PARÍS – La guerra de Irak (que en 2003 produjo la caída del régimen de Saddam Hussein) tuvo un claro ganador: Irán. La intervención militar dirigida por Estados Unidos provocó el debilitamiento de los regímenes sunnitas de Oriente Próximo (aliados tradicionales de Estados Unidos) y el fortalecimiento del principal enemigo de los estadounidenses en la región: la República Islámica.

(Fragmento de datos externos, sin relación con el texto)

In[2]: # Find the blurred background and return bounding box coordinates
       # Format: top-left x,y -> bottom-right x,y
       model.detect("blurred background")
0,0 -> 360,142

Diez años después, es posible que estemos siendo testigos de otro resultado irónico en la región: al menos por ahora, el único ganador claro de las revoluciones de la “Primavera Árabe” parece ser Israel.

La mayoría de los israelíes cuestionarían decididamente esta interpretación, ya que el entorno regional en el que se encuentran se ha vuelto mucho más inestable e impredecible. Hace muy pocos días, el sistema misilístico de defensa de Israel (la “Cúpula de Hierro”) interceptó un cohete lanzado desde el Sinaí que iba dirigido al puerto de Eilat.

A diferencia del pasado, hoy ninguna frontera israelí es segura, lo que vale especialmente para la larga frontera con Egipto. Las alianzas implícitas no se pueden dar por ciertas. Todas las hipótesis son posibles. ¿Puede Israel seguir siendo un oasis de estabilidad, seguridad, modernidad y crecimiento económico en un entorno tan volátil?